Furthermore, the most beautiful fire opals come from Mexico.

Slovakia was also the producer of the most beautiful noble opals in the world before the discovery of the Australian deposits and then the Ethiopian deposits. 


Opal is the only gem that reveals its beauty without the help of the lapidary. In mineralogy, opal is said to belong to the group of minerals whose crystal system is “amorphous”. Opal minerals can be composed of up to 20% water. Thus, crystals do not have a particular shape and are often cut into cabochons in order to preserve its play of light.

On the Mohs scale, opal has a hardness of 5.5 to 6.5. This makes it a soft mineral, which can crack during the jeweler’s work. It is for this reason that opal is highly sought after when it is mounted, pear-shaped or triangular, as it is an exceptional work.

Opal’s infinite palette of hues and colors comes from its mineral composition, rich in silica. 


Opal stones are divided into several gem varieties. Noble opals, of excellent quality are considered as precious stones and are highly sought after in jewelry to set gold or silver jewelry.

Here are some of the most well-known opals:

White opal, translucent or semi-translucent like glass.
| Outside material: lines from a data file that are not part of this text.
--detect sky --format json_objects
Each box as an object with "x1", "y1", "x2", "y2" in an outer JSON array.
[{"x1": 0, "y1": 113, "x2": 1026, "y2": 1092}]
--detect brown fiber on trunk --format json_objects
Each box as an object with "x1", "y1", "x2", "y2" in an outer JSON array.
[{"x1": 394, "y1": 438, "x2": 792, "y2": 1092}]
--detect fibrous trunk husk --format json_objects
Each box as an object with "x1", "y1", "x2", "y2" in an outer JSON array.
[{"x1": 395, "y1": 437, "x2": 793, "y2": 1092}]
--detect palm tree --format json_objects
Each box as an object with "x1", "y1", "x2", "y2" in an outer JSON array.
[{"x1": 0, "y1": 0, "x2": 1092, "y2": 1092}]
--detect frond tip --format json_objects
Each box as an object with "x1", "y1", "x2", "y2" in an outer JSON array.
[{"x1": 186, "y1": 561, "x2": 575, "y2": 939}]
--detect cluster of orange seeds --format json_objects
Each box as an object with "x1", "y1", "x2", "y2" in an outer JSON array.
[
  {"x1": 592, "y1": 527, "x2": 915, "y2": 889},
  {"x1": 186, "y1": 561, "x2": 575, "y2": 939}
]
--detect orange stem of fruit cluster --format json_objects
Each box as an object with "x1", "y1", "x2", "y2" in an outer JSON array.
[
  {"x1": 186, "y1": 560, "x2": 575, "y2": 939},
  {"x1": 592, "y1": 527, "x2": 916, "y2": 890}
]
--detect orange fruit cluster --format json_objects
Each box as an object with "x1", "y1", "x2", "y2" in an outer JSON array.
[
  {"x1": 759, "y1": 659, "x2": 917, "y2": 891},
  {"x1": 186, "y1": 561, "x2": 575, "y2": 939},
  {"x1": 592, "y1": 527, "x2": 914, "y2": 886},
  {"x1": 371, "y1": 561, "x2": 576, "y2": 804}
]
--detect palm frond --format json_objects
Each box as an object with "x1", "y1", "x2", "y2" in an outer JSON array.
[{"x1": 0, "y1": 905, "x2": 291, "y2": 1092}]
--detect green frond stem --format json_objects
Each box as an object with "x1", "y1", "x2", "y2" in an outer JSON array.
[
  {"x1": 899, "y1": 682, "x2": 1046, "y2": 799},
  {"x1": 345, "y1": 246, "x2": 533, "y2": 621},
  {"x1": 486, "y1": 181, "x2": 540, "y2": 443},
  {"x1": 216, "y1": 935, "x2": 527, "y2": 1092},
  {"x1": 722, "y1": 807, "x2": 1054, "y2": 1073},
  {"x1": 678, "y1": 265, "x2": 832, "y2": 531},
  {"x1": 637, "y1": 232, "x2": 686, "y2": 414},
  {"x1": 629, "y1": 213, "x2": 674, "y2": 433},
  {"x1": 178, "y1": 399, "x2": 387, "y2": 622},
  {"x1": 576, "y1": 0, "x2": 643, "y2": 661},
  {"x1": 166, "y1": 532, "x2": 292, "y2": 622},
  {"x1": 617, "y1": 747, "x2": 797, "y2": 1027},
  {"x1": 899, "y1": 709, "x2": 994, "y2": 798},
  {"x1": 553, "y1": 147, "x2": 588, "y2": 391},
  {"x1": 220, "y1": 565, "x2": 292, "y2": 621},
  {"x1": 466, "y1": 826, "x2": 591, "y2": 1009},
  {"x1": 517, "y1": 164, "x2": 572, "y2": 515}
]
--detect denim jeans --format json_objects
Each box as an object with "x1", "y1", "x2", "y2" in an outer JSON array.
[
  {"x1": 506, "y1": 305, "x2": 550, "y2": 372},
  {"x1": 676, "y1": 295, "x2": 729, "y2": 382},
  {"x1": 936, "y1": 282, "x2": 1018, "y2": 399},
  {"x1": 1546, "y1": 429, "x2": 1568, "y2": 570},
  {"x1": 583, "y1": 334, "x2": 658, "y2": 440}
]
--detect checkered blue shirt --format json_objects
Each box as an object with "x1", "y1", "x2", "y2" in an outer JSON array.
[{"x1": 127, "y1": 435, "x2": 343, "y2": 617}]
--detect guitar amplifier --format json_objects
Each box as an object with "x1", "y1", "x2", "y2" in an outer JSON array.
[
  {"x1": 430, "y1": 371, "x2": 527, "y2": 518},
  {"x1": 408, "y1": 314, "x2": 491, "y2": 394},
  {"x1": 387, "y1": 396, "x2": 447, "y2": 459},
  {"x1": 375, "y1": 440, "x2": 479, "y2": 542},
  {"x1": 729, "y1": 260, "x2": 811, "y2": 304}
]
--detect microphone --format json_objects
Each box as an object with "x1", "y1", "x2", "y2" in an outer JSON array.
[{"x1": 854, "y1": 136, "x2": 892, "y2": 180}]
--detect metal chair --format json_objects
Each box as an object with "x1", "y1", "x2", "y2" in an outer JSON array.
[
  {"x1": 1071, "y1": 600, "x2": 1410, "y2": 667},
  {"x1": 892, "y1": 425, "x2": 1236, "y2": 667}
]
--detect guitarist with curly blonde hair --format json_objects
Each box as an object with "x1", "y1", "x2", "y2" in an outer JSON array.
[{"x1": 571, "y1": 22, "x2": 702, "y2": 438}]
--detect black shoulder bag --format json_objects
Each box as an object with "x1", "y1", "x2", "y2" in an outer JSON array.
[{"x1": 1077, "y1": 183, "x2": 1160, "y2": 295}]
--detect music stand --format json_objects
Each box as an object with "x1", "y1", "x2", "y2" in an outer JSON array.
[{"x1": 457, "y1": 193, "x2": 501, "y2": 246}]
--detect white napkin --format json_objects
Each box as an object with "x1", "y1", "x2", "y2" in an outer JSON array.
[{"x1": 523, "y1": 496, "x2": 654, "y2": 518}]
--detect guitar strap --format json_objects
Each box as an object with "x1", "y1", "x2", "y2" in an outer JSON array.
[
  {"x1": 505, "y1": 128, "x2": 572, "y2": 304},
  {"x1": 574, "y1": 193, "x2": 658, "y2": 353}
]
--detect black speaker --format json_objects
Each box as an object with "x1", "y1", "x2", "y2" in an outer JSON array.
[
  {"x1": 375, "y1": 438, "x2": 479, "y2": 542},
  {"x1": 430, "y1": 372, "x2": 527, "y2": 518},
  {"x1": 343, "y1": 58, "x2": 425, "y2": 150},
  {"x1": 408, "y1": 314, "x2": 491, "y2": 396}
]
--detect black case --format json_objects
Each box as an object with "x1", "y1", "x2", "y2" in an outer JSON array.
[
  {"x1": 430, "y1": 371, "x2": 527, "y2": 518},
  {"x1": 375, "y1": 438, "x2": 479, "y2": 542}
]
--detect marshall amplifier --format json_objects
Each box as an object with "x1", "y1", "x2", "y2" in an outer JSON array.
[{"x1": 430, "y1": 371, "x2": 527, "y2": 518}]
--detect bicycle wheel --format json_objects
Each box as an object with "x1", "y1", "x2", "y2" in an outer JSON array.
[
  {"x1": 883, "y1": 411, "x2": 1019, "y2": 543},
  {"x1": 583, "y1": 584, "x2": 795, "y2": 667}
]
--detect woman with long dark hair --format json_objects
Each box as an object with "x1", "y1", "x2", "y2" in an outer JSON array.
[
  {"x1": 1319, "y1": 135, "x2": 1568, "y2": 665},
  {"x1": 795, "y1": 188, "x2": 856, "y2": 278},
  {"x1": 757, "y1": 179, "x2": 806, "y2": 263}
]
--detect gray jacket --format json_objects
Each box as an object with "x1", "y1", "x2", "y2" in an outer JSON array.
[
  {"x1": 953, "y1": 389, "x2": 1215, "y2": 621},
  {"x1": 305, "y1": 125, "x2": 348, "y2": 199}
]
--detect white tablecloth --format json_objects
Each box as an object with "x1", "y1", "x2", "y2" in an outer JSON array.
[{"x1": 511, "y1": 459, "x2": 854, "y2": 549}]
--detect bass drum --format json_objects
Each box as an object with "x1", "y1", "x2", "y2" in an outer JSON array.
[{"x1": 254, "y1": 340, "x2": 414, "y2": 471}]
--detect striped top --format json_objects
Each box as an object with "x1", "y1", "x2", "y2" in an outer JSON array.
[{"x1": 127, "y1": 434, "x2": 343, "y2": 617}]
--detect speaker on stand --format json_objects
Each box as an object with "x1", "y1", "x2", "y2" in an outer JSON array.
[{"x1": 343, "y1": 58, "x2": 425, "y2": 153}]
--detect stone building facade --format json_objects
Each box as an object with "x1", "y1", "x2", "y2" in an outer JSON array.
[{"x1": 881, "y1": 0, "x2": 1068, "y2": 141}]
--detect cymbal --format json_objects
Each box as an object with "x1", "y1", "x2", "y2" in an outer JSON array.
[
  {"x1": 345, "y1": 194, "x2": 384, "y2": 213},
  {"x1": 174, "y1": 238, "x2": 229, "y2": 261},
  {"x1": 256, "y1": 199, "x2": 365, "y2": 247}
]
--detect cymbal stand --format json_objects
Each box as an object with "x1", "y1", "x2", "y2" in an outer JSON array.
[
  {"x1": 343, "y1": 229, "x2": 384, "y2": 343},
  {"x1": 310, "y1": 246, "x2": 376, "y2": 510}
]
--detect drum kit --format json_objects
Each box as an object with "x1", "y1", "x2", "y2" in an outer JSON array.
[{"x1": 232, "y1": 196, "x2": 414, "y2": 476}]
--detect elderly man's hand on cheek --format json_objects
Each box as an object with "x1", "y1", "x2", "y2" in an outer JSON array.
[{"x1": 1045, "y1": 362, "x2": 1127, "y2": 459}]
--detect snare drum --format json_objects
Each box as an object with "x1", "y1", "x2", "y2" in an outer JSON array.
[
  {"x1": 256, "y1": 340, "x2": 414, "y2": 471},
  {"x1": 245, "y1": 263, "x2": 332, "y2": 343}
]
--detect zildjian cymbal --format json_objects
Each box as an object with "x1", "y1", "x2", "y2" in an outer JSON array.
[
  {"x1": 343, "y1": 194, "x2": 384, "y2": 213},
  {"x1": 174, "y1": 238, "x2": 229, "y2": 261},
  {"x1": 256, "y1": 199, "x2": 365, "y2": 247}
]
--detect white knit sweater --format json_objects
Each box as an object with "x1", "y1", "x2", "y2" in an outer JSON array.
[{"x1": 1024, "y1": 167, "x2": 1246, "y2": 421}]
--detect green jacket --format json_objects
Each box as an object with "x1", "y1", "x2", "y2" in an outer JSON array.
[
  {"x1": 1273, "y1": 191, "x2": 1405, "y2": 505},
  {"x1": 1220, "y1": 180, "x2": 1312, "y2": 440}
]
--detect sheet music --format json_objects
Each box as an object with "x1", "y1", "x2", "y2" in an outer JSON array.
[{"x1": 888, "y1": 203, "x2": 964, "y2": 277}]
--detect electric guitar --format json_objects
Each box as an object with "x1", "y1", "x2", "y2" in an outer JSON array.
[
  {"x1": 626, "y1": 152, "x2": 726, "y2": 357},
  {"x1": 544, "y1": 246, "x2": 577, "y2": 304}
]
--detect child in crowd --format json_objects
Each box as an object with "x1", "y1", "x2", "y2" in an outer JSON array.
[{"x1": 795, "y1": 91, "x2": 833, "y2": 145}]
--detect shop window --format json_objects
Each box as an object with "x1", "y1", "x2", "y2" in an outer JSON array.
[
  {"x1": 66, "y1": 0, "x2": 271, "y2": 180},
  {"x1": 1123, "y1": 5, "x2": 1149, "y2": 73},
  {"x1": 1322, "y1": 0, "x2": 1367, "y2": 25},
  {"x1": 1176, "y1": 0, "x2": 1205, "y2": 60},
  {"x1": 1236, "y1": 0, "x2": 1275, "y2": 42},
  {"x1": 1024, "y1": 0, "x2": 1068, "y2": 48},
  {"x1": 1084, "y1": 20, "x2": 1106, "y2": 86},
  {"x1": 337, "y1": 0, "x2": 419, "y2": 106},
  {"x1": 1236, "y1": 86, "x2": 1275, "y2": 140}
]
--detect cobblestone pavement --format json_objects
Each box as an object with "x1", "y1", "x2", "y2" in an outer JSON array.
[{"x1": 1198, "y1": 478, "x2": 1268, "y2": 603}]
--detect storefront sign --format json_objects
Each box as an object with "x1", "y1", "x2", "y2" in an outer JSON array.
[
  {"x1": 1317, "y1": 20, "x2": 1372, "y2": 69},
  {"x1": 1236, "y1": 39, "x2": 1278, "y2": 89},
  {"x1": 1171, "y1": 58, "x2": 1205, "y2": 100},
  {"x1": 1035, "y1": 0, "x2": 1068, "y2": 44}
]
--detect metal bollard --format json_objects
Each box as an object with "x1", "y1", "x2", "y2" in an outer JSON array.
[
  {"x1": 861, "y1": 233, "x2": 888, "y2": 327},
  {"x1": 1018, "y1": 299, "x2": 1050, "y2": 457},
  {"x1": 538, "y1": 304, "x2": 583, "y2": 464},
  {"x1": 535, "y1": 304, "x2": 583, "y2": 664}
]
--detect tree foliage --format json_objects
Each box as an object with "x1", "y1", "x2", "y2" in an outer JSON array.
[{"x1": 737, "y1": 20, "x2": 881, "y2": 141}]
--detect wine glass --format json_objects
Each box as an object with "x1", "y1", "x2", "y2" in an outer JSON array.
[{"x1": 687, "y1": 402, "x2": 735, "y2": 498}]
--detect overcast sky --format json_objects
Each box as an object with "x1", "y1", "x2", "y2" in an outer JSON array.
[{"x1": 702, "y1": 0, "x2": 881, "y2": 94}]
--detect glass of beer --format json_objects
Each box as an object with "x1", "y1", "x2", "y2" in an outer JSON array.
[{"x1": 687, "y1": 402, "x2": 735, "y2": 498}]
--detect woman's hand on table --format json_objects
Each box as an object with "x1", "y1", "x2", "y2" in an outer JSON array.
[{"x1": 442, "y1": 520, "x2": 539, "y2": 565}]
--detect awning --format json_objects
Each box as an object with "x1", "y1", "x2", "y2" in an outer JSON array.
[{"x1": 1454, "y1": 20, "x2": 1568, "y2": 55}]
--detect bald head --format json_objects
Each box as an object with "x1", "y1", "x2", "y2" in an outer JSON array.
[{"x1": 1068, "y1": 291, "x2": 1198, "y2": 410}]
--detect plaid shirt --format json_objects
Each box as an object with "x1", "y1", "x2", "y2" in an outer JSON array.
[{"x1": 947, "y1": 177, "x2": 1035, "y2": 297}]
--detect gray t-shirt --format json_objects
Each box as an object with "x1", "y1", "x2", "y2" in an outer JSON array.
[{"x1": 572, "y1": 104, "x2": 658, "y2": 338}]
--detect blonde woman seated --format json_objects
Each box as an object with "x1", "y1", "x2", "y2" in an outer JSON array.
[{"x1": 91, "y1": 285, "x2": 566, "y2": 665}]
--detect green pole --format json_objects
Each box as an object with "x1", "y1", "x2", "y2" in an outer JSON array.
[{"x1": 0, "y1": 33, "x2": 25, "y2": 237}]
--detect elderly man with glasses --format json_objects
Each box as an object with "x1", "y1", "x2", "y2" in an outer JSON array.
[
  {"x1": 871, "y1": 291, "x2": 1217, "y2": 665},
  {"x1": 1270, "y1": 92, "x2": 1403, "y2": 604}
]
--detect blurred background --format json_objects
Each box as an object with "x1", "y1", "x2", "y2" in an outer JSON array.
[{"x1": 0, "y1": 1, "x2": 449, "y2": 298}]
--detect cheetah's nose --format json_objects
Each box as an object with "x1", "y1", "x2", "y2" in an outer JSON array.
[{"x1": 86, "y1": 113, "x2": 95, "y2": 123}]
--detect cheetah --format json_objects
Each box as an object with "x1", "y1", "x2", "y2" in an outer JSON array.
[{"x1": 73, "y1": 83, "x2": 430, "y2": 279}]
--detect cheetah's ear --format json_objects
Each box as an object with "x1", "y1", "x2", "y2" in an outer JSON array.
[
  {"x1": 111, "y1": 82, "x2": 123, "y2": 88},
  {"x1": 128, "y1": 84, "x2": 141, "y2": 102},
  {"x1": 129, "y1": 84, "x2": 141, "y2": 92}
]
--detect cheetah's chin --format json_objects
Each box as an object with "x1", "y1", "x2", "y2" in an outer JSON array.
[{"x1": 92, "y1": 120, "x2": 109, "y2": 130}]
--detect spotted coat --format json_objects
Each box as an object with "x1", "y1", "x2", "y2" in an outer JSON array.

It is the most well-known and sought-after opal in the world.

Fire opal is also translucent but orange yellow in color. It is sometimes referred to as “Mexican opal”.

Black opal, opaque or translucent in dark color, has incomparable plays of light.

Water opal or hyalite opal, transparent or semi-transparent, it has light colors and exceptional plays of light. In daylight, the hyalite gem can display a green fluorescence that unofficially earns it the name “kryptonite”.

Boulder opal comes from Australia, Queensland to be precise. It is a piece of rock in which there are veins of opals.*


The Greeks considered opal to be a beacon of hope and a symbol of purity. It was reputed to increase clairvoyance, to make meditation and reflection easier, to improve intuition. Today, in lithotherapy, these virtues are still attributed to opal. The Stone of the natives of October, it is said to appease and soothe, promote love and tenderness, and improve the sentimental life of Gemini and Aquarius.